Serenoa repens (W. Bartram) Small, also known as saw palmetto, is one of the most widely used herbal preparations for the treatment of lower urinary tract symptoms (LUTS) and benign prostatic hyperplasia (BPH). Although a number of randomized controlled trials (RCTs) and systematic reviews of the efficacy of S. repens for the treatment of LUTS and BPH have been published, no systematic review on its drug interactions or adverse events currently exists. This review assesses all available human safety data of S. repens monopreparations. Systematic literature searches were conducted from date of inception to February 2008 in five electronic databases; reference lists and our departmental files were checked for further relevant publications.
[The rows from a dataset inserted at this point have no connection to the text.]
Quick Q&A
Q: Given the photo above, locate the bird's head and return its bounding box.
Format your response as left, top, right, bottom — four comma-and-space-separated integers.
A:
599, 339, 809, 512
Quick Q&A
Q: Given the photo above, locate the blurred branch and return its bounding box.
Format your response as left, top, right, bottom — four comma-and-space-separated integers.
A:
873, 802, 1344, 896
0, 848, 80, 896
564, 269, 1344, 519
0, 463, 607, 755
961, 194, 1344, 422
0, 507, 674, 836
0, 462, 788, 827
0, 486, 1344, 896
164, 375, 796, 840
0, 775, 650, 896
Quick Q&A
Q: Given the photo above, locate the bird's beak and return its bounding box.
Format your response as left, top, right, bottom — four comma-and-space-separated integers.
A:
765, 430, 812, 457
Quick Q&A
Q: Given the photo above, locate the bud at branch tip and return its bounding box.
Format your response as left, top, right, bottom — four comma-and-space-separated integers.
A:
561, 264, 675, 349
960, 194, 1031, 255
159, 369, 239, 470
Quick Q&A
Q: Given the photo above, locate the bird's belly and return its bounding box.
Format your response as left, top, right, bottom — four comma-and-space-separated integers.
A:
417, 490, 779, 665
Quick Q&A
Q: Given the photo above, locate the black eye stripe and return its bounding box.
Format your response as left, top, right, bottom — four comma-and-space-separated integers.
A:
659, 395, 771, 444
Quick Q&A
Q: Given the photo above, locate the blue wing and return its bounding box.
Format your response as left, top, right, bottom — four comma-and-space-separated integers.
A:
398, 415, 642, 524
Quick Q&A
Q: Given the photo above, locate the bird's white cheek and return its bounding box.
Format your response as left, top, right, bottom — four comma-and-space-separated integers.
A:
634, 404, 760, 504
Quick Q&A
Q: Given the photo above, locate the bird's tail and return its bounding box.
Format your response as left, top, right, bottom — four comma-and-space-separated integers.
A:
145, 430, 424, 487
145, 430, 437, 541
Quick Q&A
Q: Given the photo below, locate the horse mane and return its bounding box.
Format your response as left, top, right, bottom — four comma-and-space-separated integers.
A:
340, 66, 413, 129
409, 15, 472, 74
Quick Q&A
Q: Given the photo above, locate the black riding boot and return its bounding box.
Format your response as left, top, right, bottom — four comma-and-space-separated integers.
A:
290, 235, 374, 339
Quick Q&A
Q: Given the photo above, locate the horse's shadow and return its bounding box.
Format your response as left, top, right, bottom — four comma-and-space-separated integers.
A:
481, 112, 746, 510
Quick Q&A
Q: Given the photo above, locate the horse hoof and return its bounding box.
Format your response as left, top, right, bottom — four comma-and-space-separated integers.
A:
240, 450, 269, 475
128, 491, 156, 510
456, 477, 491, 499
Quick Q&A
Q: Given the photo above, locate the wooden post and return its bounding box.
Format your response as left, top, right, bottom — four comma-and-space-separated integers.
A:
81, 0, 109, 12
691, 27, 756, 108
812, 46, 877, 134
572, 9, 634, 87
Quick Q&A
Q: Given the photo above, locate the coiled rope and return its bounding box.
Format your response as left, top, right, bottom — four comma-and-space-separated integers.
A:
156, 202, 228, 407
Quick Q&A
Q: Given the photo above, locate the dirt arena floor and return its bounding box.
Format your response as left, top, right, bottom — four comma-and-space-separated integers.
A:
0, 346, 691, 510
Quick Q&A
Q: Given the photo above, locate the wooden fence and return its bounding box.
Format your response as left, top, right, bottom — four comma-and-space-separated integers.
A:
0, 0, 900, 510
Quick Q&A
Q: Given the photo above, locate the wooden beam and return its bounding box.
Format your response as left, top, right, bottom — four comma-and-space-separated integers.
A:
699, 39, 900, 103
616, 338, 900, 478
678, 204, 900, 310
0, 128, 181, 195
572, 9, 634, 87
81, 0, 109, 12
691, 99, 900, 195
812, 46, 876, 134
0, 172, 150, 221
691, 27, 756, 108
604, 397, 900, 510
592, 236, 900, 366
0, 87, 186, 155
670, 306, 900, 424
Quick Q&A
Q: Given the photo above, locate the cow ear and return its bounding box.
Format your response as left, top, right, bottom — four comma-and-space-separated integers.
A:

Information was requested from spontaneous reporting schemes of the WHO and national safety bodies. Twenty-four manufacturers/distributors of S. repens preparations and four herbalist organizations were contacted for additional information. No language restrictions were imposed. Only reports of adverse events in humans from monopreparations of S. repens were included. Data from all articles, regardless of study design, reporting adverse events or interactions were independently extracted by the first author and validated by the second. Forty articles (26 randomized controlled trials, 4 non-randomized controlled trials, 6 uncontrolled trials and 4 case reports/series) were included. They suggest that adverse events associated with the use of S. repens are mild and similar to those with placebo. The most frequently reported adverse events are abdominal pain, diarrhoea, nausea, fatigue, headache, decreased libido and rhinitis. More serious adverse events such as death and cerebral haemorrhage are reported in isolated case reports and data from spontaneous reporting schemes, but causality is questionable. No drug interactions were reported. Currently available data suggest that S. repens is well tolerated by most users and is not associated with serious adverse events. The majority of adverse events are mild, infrequent and reversible, and include abdominal pain, diarrhoea, nausea and fatigue, headache, decreased libido and rhinitis. We found no evidence for drug interactions with S. repens. However, higher quality reporting of adverse events is essential if safety assessments are to be improved in future.